Selasa, 15 Februari, persis pada peringatan kelahiran (Maulid) Nabi yang penyayang dan penuh rahmat itu, sekelompok umat Islam justru menebarkan kebencian dan menyerang Pondok Pesantren Yapi Bangil, Pasuruan.
Seolah orang lupa pada Sang Nabi yang menjunjung tinggi perbedaan dan menghargai kemanusiaan. Lupa bahwa Islam itu artinya damai (asal kata silm, berarti selamat, damai) dan berserah kepada Tuhan.
Ketika sekte Ahmadiyah dianiaya di Cikeusik dan gereja menjadi korban kerusuhan Temanggung, kita sudah geram. Kini, anarki di pesantren seperti puncaknya.
Walhasil, kita seperti hidup di hutan tanpa aturan. Jika semua itu dibiarkan, jangan heran jika ”virus” kekerasan menular dan lama-kelamaan dianggap wajar. Di sinilah perlunya keberanian menumpas tuntas kekerasan.
Sebagai pihak yang punya hak monopoli, pemerintah wajib menegakkan hukum agar kekerasan tidak berulang.
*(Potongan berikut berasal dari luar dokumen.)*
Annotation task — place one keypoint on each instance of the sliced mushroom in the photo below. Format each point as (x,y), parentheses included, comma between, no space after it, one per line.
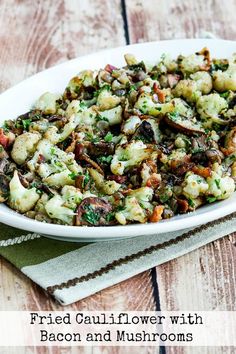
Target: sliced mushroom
(4,164)
(145,133)
(184,124)
(4,188)
(93,211)
(101,148)
(230,142)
Mengutip Khalifah keempat, Ali bin Abithalib, ”Apabila sikap lemah lembut menyebabkan terjadinya kerusakan dan pembangkangan, maka sikap tegas adalah bentuk lain ’kelemahlembutan’ itu sendiri.”
Rakyat menanti pernyataan pemerintah dari akan ditindak menjadi sudah ditindak, baik kepada perusuh maupun aparat keamanan yang tidak mampu mengamankan daerahnya.
Kita rindu anjuran (dakwah) yang ber-tasaamuh (mudah memaklumi dan memaafkan), aaqil (berakal sehat), dan ber-akhlaq-al-kariemah (budi baik penuh kedermawanan).
Karena sumber perbedaan biasanya berkait dengan ayat Al Quran yang sifatnya dhanniy (dugaan atau multitafsir)—yang jumlahnya lebih banyak daripada ayat-ayat qath’i (pasti, tidak ada makna lain) seperti kebenaran Al Quran, Muhammad SAW sebagai utusan Tuhan terakhir, kita berharap ulama menekankan tidak ada salahnya berbeda pendapat sepanjang tujuannya sama.